The data shows that Mellum performs competitively in specific benchmarks (especially when its size is taken into account) despite its small number of participants. This further supports the notion that dedicated models can achieve efficient performance on specific tasks. Parameter count is not the only measure of a model's capability; task-specific optimization is also critical.
Who is Mellum for?
To be clear, the current version of Mellum released on Hugging Face is not primarily aimed at the average end developer, who may not be directly fine-tuning or deploying the model.

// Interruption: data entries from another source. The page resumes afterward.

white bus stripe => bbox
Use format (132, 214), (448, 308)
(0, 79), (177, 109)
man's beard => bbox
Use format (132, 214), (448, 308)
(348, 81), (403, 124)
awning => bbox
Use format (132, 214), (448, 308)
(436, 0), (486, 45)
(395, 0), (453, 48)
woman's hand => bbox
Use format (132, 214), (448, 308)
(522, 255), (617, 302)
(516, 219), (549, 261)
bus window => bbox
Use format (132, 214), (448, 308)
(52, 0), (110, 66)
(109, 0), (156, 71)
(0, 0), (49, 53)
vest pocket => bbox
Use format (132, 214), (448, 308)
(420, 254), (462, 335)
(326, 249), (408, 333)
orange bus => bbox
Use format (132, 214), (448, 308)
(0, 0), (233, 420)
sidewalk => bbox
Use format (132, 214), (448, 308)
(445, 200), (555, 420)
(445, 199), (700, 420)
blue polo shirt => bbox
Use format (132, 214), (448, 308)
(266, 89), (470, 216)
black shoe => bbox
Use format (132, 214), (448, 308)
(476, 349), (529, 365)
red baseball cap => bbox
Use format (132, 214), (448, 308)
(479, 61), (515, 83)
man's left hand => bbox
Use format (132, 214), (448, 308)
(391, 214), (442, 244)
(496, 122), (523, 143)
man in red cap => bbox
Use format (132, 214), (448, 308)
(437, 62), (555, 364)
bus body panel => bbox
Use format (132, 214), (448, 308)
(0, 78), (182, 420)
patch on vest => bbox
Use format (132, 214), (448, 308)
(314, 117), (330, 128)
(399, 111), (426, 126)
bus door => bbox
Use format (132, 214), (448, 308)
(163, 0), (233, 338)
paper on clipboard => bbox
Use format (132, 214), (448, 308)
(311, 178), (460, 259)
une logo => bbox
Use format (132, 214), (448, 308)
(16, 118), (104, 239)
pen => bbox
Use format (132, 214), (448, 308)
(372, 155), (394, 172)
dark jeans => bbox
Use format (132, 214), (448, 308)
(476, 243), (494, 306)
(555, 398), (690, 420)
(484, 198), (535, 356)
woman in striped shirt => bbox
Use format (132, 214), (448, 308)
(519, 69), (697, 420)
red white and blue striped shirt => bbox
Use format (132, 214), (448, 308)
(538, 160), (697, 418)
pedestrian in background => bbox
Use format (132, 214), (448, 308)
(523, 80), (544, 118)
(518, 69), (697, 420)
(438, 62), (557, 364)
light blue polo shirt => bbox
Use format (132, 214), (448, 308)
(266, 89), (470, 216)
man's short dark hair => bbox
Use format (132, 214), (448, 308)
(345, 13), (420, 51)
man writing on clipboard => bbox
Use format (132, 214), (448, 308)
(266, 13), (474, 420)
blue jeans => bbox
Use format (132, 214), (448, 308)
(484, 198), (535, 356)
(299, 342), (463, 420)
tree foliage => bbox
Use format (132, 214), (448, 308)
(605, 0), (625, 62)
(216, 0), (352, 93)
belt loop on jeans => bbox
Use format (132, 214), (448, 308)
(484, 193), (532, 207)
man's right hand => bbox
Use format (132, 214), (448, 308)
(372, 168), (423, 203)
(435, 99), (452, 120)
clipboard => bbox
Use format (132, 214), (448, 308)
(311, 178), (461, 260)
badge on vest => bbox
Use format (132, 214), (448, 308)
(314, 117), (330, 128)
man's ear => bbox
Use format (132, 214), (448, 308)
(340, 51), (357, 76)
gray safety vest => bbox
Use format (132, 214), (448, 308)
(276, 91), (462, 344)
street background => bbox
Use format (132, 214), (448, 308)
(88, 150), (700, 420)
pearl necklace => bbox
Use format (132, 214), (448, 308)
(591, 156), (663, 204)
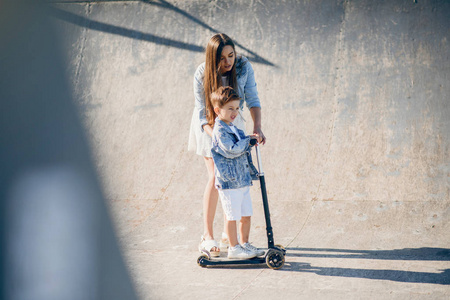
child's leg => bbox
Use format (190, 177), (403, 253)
(203, 157), (219, 241)
(239, 217), (251, 245)
(227, 221), (238, 247)
(239, 186), (253, 244)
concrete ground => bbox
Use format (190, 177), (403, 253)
(52, 0), (450, 299)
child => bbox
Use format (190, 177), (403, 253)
(211, 87), (264, 259)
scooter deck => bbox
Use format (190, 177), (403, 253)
(197, 256), (266, 267)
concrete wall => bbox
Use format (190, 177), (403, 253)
(54, 0), (450, 206)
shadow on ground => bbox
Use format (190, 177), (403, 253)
(281, 248), (450, 285)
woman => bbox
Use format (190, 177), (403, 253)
(189, 33), (265, 256)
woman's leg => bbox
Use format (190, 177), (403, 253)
(239, 217), (251, 245)
(203, 157), (219, 246)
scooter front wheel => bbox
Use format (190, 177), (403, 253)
(266, 249), (284, 270)
(197, 253), (210, 268)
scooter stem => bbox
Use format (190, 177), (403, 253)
(255, 145), (275, 249)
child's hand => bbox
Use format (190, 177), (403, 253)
(250, 134), (258, 146)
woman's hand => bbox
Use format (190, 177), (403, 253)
(253, 127), (266, 145)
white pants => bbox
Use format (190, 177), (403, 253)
(218, 186), (253, 221)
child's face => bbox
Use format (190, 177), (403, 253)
(214, 100), (240, 125)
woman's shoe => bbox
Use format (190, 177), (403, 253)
(198, 235), (220, 257)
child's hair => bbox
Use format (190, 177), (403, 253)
(211, 86), (241, 108)
(211, 86), (241, 126)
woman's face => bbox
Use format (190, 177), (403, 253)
(219, 45), (236, 74)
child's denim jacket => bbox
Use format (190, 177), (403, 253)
(211, 118), (256, 189)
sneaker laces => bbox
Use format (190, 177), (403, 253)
(244, 243), (259, 251)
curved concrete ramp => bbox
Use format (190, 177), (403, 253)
(52, 0), (450, 299)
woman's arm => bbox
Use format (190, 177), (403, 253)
(250, 107), (266, 145)
(244, 61), (266, 145)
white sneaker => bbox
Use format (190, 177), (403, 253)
(242, 243), (265, 256)
(228, 244), (256, 259)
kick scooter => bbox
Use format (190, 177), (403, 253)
(197, 139), (286, 270)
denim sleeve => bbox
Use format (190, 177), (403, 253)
(213, 129), (250, 158)
(194, 64), (208, 132)
(244, 61), (261, 109)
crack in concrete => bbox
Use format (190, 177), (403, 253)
(233, 270), (266, 300)
(286, 0), (349, 247)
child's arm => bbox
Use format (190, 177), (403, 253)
(213, 130), (250, 158)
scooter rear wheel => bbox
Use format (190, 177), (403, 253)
(266, 249), (284, 270)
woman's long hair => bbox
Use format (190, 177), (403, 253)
(203, 33), (237, 126)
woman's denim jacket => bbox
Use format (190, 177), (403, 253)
(194, 56), (261, 132)
(211, 118), (257, 189)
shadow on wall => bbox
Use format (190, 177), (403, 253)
(280, 248), (450, 285)
(47, 0), (276, 67)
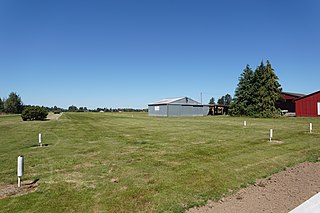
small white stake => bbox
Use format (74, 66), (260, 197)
(39, 133), (42, 146)
(17, 156), (24, 187)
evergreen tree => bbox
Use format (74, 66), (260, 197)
(217, 96), (224, 104)
(256, 60), (281, 117)
(224, 94), (232, 105)
(230, 61), (281, 117)
(0, 98), (4, 113)
(209, 97), (216, 104)
(230, 64), (254, 115)
(4, 92), (23, 114)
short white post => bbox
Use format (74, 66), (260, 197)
(39, 133), (42, 146)
(17, 156), (24, 188)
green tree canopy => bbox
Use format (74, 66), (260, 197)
(218, 94), (232, 105)
(68, 105), (78, 112)
(21, 106), (48, 121)
(209, 97), (216, 104)
(230, 60), (281, 117)
(0, 98), (4, 113)
(4, 92), (23, 114)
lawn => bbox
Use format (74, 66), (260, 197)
(0, 113), (320, 212)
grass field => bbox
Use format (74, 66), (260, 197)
(0, 113), (320, 212)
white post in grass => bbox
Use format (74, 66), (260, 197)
(39, 133), (42, 146)
(17, 156), (24, 188)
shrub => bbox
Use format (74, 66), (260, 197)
(21, 106), (48, 121)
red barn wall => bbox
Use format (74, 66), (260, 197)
(296, 91), (320, 117)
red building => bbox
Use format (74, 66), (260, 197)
(295, 91), (320, 117)
(276, 92), (305, 113)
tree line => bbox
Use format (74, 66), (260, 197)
(0, 92), (24, 114)
(209, 94), (232, 106)
(230, 60), (282, 117)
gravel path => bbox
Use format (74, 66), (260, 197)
(187, 162), (320, 213)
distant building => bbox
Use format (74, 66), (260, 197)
(276, 92), (305, 113)
(295, 91), (320, 117)
(148, 97), (209, 117)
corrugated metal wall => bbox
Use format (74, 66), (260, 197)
(148, 105), (168, 116)
(296, 92), (320, 117)
(168, 105), (209, 116)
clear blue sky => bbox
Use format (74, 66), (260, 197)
(0, 0), (320, 108)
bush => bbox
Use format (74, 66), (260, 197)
(21, 106), (48, 121)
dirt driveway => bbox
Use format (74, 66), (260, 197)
(187, 162), (320, 213)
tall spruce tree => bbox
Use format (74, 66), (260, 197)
(4, 92), (23, 114)
(230, 61), (281, 117)
(230, 64), (253, 115)
(0, 98), (4, 113)
(256, 60), (281, 117)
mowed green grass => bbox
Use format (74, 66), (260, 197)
(0, 113), (320, 212)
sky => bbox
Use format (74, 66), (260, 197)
(0, 0), (320, 109)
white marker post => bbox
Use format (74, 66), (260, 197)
(39, 133), (42, 146)
(17, 156), (24, 188)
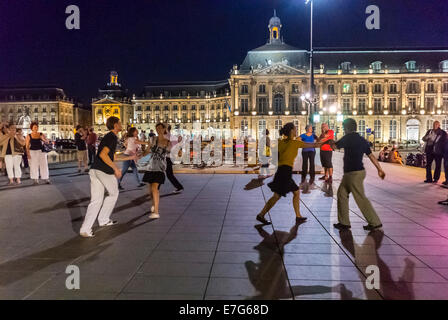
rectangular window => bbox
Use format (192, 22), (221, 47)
(342, 99), (350, 113)
(373, 83), (381, 93)
(258, 97), (268, 114)
(389, 98), (397, 113)
(373, 98), (381, 113)
(358, 83), (366, 93)
(241, 99), (249, 113)
(358, 99), (366, 113)
(426, 97), (434, 112)
(389, 83), (397, 93)
(389, 120), (397, 139)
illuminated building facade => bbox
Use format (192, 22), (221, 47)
(0, 87), (74, 140)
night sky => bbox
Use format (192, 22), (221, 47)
(0, 0), (448, 104)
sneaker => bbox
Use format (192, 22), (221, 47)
(333, 222), (351, 230)
(79, 231), (95, 238)
(255, 215), (272, 225)
(100, 220), (118, 227)
(362, 224), (383, 231)
(296, 217), (308, 224)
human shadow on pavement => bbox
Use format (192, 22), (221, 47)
(245, 224), (350, 300)
(339, 230), (415, 300)
(0, 215), (151, 289)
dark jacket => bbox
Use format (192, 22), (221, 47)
(422, 128), (447, 155)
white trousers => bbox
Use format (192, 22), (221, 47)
(29, 150), (50, 180)
(80, 169), (119, 233)
(5, 154), (22, 179)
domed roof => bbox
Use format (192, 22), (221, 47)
(269, 10), (282, 26)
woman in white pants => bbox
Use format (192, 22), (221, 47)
(26, 122), (50, 184)
(0, 124), (25, 185)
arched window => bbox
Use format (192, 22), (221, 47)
(358, 120), (366, 138)
(389, 120), (397, 139)
(373, 120), (381, 139)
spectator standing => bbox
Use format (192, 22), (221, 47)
(87, 128), (98, 166)
(422, 121), (446, 183)
(300, 124), (318, 185)
(319, 123), (334, 183)
(75, 125), (88, 172)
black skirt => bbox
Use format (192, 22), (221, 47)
(142, 171), (165, 189)
(268, 166), (299, 197)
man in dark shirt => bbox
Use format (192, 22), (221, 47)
(329, 118), (386, 230)
(79, 117), (137, 238)
(75, 124), (88, 172)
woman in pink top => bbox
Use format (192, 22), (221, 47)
(118, 127), (148, 190)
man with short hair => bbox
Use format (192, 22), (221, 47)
(318, 123), (334, 183)
(87, 128), (98, 166)
(79, 117), (137, 238)
(75, 124), (88, 172)
(328, 118), (386, 231)
(422, 121), (446, 183)
(165, 125), (184, 193)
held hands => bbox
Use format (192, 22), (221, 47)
(114, 168), (121, 179)
(378, 169), (386, 180)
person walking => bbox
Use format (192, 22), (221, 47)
(319, 123), (334, 184)
(300, 124), (318, 185)
(256, 122), (320, 224)
(75, 124), (88, 172)
(142, 123), (170, 219)
(0, 124), (25, 185)
(258, 129), (271, 179)
(118, 127), (148, 190)
(79, 117), (137, 238)
(87, 128), (98, 166)
(25, 122), (50, 185)
(165, 125), (184, 193)
(422, 121), (446, 183)
(328, 118), (386, 231)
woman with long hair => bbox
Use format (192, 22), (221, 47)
(0, 124), (25, 185)
(26, 122), (50, 185)
(143, 123), (170, 219)
(256, 122), (321, 224)
(118, 127), (148, 190)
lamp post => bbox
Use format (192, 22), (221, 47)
(302, 0), (317, 124)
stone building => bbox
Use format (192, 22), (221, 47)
(229, 14), (448, 143)
(92, 71), (134, 135)
(0, 87), (74, 140)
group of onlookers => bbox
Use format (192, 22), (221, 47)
(378, 146), (404, 165)
(0, 122), (50, 185)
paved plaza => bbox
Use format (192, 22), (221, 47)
(0, 153), (448, 300)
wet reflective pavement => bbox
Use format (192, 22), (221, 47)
(0, 153), (448, 299)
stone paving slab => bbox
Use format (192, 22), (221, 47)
(0, 152), (448, 300)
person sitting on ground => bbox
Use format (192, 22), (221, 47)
(256, 122), (322, 224)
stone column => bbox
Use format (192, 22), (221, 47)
(420, 79), (425, 109)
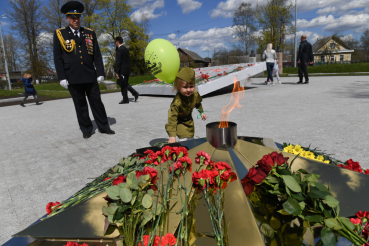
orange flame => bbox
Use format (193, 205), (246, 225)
(219, 78), (245, 128)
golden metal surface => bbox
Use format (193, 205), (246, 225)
(235, 140), (369, 217)
(195, 145), (264, 246)
(13, 191), (119, 239)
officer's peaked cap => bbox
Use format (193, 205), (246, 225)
(60, 1), (85, 17)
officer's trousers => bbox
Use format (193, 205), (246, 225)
(68, 82), (110, 133)
(117, 75), (137, 102)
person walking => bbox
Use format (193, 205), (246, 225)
(114, 37), (140, 104)
(297, 35), (314, 84)
(20, 73), (42, 107)
(263, 43), (277, 85)
(53, 1), (115, 139)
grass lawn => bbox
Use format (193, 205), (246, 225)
(0, 75), (155, 98)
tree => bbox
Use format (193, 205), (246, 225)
(6, 0), (47, 79)
(79, 0), (99, 28)
(42, 0), (67, 33)
(92, 0), (148, 76)
(360, 29), (369, 61)
(255, 0), (295, 52)
(233, 3), (257, 54)
(0, 34), (20, 71)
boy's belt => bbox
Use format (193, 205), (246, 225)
(178, 114), (193, 121)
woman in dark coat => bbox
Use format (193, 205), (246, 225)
(20, 73), (42, 107)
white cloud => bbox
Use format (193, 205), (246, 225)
(128, 0), (155, 9)
(131, 0), (167, 22)
(177, 0), (202, 14)
(168, 33), (177, 39)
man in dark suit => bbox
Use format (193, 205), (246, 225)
(297, 35), (314, 84)
(54, 1), (115, 138)
(114, 37), (139, 104)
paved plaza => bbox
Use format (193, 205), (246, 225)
(0, 76), (369, 245)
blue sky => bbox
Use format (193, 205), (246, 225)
(0, 0), (369, 57)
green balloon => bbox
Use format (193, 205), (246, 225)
(145, 38), (180, 83)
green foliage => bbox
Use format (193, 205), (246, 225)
(255, 0), (295, 54)
(248, 155), (364, 246)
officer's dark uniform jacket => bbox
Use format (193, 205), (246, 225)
(114, 45), (131, 76)
(54, 26), (105, 85)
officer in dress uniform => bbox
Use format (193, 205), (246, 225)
(54, 1), (115, 138)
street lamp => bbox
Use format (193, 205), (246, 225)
(0, 14), (12, 90)
(293, 0), (297, 67)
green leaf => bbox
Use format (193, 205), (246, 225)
(105, 185), (120, 200)
(324, 196), (340, 208)
(321, 227), (337, 246)
(308, 190), (331, 199)
(142, 194), (152, 208)
(323, 209), (333, 218)
(128, 157), (137, 167)
(266, 176), (279, 184)
(324, 218), (342, 230)
(118, 182), (129, 190)
(127, 171), (138, 190)
(297, 168), (309, 174)
(119, 188), (132, 203)
(291, 193), (305, 201)
(282, 175), (301, 192)
(303, 173), (320, 182)
(311, 181), (330, 193)
(282, 197), (301, 215)
(269, 216), (281, 230)
(305, 214), (324, 222)
(339, 217), (356, 231)
(260, 223), (274, 239)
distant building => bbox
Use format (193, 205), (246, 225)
(177, 48), (211, 67)
(313, 36), (354, 63)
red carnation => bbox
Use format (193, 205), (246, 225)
(350, 218), (361, 225)
(113, 175), (126, 185)
(46, 202), (60, 215)
(165, 233), (177, 246)
(195, 150), (210, 165)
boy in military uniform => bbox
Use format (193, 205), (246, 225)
(54, 1), (115, 138)
(165, 67), (206, 143)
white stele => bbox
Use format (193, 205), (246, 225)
(132, 62), (266, 96)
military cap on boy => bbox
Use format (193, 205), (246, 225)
(60, 1), (85, 17)
(177, 67), (196, 84)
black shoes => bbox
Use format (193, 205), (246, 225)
(100, 129), (115, 135)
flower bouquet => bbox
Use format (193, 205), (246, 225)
(241, 152), (366, 246)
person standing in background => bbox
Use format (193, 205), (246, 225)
(297, 35), (314, 84)
(114, 37), (140, 104)
(263, 43), (277, 85)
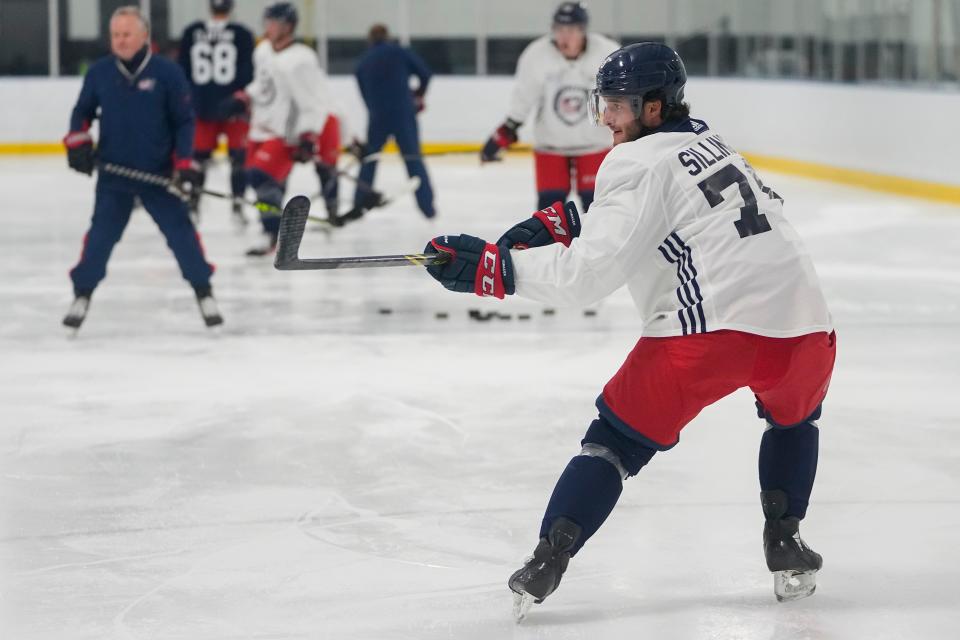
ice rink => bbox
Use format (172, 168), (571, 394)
(0, 156), (960, 640)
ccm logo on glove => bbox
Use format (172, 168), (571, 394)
(424, 235), (514, 298)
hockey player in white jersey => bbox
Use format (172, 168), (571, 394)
(221, 2), (329, 256)
(480, 2), (620, 209)
(426, 43), (836, 617)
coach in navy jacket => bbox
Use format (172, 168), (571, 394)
(354, 24), (435, 218)
(64, 7), (219, 326)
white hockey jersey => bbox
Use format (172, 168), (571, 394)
(507, 33), (620, 155)
(510, 119), (832, 337)
(246, 40), (330, 144)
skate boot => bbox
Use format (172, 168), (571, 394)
(760, 489), (823, 602)
(194, 286), (223, 328)
(507, 517), (582, 622)
(247, 233), (277, 258)
(63, 292), (92, 333)
(230, 198), (248, 230)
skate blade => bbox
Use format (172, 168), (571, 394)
(513, 591), (536, 624)
(773, 571), (817, 602)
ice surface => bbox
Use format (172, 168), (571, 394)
(0, 157), (960, 640)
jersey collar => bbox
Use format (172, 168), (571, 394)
(114, 44), (153, 82)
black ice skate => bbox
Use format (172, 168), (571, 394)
(63, 294), (90, 333)
(507, 517), (582, 622)
(195, 287), (223, 328)
(760, 490), (823, 602)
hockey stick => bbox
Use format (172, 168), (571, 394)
(99, 162), (332, 226)
(352, 147), (480, 164)
(273, 196), (448, 271)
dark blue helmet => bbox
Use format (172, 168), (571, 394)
(263, 2), (300, 27)
(210, 0), (233, 13)
(596, 42), (687, 110)
(553, 2), (590, 28)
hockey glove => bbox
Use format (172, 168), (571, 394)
(423, 235), (515, 298)
(217, 91), (250, 120)
(480, 118), (520, 163)
(293, 132), (317, 162)
(497, 200), (580, 249)
(63, 131), (96, 176)
(173, 158), (203, 210)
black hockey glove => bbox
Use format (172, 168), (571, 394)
(480, 118), (520, 163)
(63, 131), (96, 176)
(217, 91), (250, 120)
(497, 200), (580, 249)
(173, 158), (203, 209)
(423, 235), (515, 298)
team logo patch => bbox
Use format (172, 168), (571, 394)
(553, 87), (587, 126)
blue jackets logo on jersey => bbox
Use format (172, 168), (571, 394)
(553, 86), (589, 127)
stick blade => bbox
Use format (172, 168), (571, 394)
(273, 196), (310, 271)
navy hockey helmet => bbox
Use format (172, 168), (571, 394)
(590, 42), (687, 124)
(263, 2), (300, 27)
(210, 0), (233, 14)
(553, 2), (590, 29)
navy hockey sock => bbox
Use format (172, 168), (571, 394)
(759, 421), (820, 519)
(540, 456), (623, 556)
(577, 189), (593, 211)
(540, 416), (656, 556)
(230, 149), (247, 198)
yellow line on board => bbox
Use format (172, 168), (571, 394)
(743, 153), (960, 204)
(0, 142), (960, 204)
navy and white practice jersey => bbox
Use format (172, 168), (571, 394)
(180, 19), (254, 120)
(507, 33), (620, 154)
(510, 119), (832, 338)
(246, 40), (333, 145)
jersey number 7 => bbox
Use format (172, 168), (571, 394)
(697, 164), (783, 238)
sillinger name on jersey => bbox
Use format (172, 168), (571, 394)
(677, 135), (733, 176)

The model is open to the following groups:
- AI/ML Researchers: In particular, academics who are exploring the role of AI in software development, conducting benchmarking, or investigating model interpretability.
- AI/ML engineers and educators: It can be used as a basis for learning how to build, fine-tune, and adapt domain-specific language models, or to support educational programs focused on LLM architecture and specialization.
Experience Mellum Now
The Mellum base model is now available in Hugging Face Going Live. JetBrains emphasizes that this is just the beginning and that their goal is not to strive for generality, but to build focused, efficient tools. For users looking to explore, experiment, or build based on Mellum, the model can now be accessed and tried.